May 14th, 2007
It is harder, now, to write about our experiences now that we are home and transforming into a family. I know that one day, you will read this, my dear Dascha; you probably don’t remember this first month home, only the life we have had together. Understand that through all the difficulties, our love never wavered. You have been and always will be our beloved daughter.
For your brother, the changes came simpler. He is younger and his needs simpler. His language, underdeveloped, already accustomed him to the frustrations of imperfect communication. For you, my daughter, it has not been so simple. Your initial reaction to all the dramatic changes, to the grief at having to have waited so long, at having had to give up all you know and the language you understand, has been rage.

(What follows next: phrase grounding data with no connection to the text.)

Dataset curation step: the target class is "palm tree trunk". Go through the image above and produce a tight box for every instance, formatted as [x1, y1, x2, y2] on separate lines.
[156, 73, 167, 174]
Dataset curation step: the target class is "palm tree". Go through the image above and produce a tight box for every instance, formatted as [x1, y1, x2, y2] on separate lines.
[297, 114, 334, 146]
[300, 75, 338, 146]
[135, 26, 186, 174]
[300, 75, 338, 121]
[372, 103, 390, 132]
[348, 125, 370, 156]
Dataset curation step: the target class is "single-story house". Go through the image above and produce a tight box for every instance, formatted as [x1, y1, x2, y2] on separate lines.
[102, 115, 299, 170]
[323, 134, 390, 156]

I hope, in the years that are to come. The years that are my future and your past (as you read this), you have come to know us as parents whose hearts are full of peacefulness and love. So I hope you have forgiven us for our inadequacies this past month. We simply have not had the skills needed to help you find the joyous little girl that we know you are.
The triggers of your rage are simple, and yet we have been unable to maneuver around them. You do not wish to nap when it is time to nap; you do not wish to sleep when it is time to sleep. You get tired and irritable as a result. You do not wish to always wear the clothes that are clean and though we understand what it is you are trying to tell us, we are unable to effectively communicate that we understand. We are unable to communicate why it is your wishes can not always be met.

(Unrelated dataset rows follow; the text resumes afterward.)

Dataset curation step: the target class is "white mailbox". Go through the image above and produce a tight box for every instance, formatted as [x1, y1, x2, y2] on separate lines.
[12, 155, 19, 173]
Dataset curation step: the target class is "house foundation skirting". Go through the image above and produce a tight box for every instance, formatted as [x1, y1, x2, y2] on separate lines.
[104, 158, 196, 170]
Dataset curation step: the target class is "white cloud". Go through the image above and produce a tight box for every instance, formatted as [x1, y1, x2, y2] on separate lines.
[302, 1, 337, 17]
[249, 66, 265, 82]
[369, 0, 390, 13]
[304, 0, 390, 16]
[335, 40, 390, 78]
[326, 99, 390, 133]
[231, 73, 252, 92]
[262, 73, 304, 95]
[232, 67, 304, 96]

And because of this, you have become enraged. You have screamed so hard you foamed at the mouth, you have scratched, bitten, hit, and thrown. You have beat doors so hard that your arms, legs and feet are covered in bruises. You have been openly defiant for the sake of being defiant. It has been a trying time to have come so far and wanted you for so long to live in fear of your every reaction. For the rage is difficult for us as it attempts to consume our own hearts.
We can not talk with you to calm you, nor can we hold you as it increases your rage. We do not wish to use any form of corporeal discipline – but the process of restraining you to prevent harm to your self and those around eats at our very being, for this is not how we wanted to spend our time with you.
But the last few days have also brought hope. We found that water was an effective counter to rage. Water, we realized would not harm you. It was not spanking (something neither your mother nor I wanted to institute). We did not have to restraining you by holding you (and hence avoided the risk of injuring you as you normally struggled so vigorously). By spraying you with a mist of water, you reacted first by stopping your aggressive behavior to cover, then, after getting wet enough, reverting to an almost infant like cry.
Once in that emotional state, we were able to hold you and tell you how much we love you. We apologized to you for making you wait so long and explained to you how we did our best to come to you as soon as you could. We did understand just how difficult it was for you – far more difficult then the wait we had for you, for we, at least, understood the delays.
We are proud of you for you actively have worked against your aggression. And when you behave well in times when before you would not, you now say “mol-a-dyets Dascha” – complementing yourself on a job well done. And well done indeed.
Just as your mother and I wondered if we would have the strength to be what we needed to be for you, you came to us and lifted us out of our despair.